Comment faites-vous pour faire face à l’importation massive de lait en poudre ?

 Pour faire face à l’importation massive du lait en poudre, il convient de travailler sur plusieurs niveaux. En amont, il s’agit d’améliorer l’organisation de la collecte et le transfert du lait vers les UTL, les industries et de favoriser une production régulière pendant toute l’année (stabulation, production de fourrage, mise à disposition de compléments alimentaires, amélioration génétique, santé du cheptel, augmentation de la productivité etc.…).

En aval, l’enjeu est d’améliorer les circuits de commercialisation et de distribution, de favoriser la diversification de l’offre de produits laitiers et développer les compétences des acteurs de la filière en technique de transformation et en marketing. Avec les autorités étatiques, le principal enjeu est de créer les conditions pour l’instauration d’un dialogue permanent de sorte que les acteurs puissent participer de manière effective à l’élaboration à la mise en œuvre et à l’évaluation des politiques publiques.
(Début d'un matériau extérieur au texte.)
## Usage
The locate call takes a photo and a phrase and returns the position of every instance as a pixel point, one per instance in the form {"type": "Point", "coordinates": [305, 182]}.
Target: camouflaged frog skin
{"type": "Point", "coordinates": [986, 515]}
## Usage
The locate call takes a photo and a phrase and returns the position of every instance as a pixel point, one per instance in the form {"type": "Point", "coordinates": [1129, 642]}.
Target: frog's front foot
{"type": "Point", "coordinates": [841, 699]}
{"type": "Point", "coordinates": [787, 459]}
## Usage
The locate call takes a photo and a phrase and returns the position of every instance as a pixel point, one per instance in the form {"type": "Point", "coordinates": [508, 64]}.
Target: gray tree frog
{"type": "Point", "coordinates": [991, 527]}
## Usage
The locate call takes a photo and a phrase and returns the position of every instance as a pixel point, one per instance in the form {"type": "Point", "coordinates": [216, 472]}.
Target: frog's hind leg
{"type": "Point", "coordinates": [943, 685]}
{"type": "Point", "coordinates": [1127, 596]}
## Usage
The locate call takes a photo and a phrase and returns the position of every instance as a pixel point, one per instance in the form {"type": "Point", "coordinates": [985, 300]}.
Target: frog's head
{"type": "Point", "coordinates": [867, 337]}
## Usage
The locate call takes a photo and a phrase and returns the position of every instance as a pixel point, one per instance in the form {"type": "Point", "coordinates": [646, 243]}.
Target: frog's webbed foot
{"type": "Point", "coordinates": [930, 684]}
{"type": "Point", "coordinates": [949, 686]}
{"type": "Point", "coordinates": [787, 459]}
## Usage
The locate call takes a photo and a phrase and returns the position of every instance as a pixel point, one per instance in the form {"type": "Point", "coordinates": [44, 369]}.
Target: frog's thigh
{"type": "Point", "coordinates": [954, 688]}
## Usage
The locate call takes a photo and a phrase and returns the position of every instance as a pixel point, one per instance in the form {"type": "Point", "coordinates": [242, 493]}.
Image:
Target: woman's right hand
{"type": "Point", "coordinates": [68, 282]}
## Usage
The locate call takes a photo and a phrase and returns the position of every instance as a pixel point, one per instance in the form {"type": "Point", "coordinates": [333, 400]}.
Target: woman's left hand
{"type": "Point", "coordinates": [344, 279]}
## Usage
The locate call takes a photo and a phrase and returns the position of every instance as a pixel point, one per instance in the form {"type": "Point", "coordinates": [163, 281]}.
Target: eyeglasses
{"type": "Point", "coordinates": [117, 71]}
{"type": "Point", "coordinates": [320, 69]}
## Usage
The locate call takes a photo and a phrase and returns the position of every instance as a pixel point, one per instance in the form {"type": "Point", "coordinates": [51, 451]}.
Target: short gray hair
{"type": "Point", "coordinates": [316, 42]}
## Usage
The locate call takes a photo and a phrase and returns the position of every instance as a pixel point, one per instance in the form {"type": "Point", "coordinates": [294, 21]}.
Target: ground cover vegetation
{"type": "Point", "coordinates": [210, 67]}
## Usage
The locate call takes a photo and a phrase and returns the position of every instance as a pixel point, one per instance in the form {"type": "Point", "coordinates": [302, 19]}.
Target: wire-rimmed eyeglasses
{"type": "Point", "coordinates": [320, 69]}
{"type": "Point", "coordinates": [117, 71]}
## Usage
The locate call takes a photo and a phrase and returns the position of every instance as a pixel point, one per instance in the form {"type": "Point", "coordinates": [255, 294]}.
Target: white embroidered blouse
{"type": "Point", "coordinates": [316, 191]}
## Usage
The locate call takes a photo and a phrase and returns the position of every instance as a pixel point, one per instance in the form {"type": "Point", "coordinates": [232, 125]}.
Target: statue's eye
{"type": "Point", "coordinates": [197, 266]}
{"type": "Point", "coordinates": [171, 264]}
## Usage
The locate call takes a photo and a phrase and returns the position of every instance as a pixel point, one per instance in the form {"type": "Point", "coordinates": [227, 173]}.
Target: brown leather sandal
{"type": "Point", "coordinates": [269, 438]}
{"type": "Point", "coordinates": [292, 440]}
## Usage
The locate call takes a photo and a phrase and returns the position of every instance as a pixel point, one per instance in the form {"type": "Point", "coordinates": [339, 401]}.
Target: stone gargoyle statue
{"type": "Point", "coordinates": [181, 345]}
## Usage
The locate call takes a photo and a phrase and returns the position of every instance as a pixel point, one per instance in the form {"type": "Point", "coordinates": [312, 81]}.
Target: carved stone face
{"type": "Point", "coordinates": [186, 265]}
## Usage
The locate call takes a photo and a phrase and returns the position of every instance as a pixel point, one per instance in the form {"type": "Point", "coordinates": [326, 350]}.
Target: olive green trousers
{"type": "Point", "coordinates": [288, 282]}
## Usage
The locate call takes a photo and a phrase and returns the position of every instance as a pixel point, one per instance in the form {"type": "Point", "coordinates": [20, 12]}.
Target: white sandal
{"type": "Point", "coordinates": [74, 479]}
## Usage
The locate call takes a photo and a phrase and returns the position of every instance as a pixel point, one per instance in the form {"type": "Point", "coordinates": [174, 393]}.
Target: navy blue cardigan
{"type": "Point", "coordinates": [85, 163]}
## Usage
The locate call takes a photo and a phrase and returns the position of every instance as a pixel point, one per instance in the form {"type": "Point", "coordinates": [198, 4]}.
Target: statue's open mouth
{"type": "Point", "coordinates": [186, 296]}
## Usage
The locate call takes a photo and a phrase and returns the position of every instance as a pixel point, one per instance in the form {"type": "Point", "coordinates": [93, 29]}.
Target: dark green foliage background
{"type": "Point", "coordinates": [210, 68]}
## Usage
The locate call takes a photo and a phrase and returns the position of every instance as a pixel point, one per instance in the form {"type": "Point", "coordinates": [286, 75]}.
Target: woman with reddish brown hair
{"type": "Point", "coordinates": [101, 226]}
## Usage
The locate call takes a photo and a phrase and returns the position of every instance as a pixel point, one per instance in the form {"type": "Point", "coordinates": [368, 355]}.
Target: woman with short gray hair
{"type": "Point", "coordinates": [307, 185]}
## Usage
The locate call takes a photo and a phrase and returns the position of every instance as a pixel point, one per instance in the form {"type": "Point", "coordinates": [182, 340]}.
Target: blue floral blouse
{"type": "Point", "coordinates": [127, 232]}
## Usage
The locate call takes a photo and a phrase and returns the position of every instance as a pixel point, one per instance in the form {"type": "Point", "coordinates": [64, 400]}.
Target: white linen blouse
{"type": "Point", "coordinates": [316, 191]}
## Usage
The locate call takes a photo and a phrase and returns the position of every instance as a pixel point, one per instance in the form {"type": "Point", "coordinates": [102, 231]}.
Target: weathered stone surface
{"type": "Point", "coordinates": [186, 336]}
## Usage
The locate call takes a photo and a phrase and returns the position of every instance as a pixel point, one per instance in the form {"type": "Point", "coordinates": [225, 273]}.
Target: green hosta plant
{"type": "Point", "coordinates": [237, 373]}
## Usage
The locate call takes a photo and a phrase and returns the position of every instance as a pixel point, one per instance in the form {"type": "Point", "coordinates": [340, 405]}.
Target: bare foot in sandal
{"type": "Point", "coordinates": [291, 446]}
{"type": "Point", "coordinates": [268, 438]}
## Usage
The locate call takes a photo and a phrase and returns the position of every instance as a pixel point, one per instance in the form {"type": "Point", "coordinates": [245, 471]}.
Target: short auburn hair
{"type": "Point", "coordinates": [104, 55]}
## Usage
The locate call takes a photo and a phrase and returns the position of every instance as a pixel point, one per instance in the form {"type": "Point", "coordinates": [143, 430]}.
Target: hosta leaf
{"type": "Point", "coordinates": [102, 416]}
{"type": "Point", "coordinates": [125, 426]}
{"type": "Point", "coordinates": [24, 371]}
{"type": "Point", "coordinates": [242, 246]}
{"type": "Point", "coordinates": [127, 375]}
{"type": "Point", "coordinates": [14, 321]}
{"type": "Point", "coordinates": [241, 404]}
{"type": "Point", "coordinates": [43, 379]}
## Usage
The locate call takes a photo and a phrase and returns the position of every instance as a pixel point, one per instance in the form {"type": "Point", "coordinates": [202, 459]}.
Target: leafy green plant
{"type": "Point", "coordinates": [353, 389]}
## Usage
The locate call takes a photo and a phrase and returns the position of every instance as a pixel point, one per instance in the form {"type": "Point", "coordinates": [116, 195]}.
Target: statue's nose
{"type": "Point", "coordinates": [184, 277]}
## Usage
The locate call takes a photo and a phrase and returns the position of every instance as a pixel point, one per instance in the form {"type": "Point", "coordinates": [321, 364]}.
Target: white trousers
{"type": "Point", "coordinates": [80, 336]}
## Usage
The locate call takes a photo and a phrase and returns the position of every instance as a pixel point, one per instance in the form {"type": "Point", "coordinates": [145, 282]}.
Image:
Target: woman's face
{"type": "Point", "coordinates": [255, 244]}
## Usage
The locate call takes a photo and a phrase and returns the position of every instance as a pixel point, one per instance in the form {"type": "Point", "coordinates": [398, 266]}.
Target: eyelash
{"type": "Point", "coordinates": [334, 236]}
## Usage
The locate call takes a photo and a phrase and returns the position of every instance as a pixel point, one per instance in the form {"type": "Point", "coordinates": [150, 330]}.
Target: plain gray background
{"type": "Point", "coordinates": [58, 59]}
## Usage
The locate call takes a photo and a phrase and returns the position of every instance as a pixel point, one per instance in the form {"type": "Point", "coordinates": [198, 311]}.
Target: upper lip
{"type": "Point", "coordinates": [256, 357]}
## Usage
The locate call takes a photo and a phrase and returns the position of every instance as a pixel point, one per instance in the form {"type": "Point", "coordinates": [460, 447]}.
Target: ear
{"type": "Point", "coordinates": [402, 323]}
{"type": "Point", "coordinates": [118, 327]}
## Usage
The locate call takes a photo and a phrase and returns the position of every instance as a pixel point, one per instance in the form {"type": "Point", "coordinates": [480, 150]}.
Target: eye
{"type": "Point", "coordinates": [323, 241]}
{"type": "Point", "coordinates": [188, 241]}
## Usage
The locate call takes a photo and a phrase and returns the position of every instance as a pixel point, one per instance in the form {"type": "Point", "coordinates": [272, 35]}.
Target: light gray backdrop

Cette concertation est primordiale pour que puisse être définie une vraie politique laitière intégrant une législation adaptée qui contribue à la valorisation et à la promotion du lait local. Elle prend en compte l’interdépendance entre la filière lait local, l’importation et la consommation du lait en poudre importé qui ont été favorisées par la Pac de l’UE, et un système de taxation préférentiel  (Tva 5 %) des Etats de l’Uemoa et de la Cedeao. Les services déconcentrés de l’Etat (Inspection de l’Elevage, services vétérinaires) doivent, avec des moyens renforcés par l’Etat, œuvrer pour renforcer l’appui technique et de proximité, le contrôle de salubrité et d’hygiène auprès des exploitations des producteurs.

Avez-vous une stratégie pour la transformation du lait liquide?

Les Utl peuvent mettre sur le marché des produits laitiers liquides comme le lait pasteurisé ou stérilisé. La technologie existe déjà. Dollima et Kirene produisent du lait liquide pasteurisé. Il suffit juste de renforcer leurs capacités techniques et technologiques.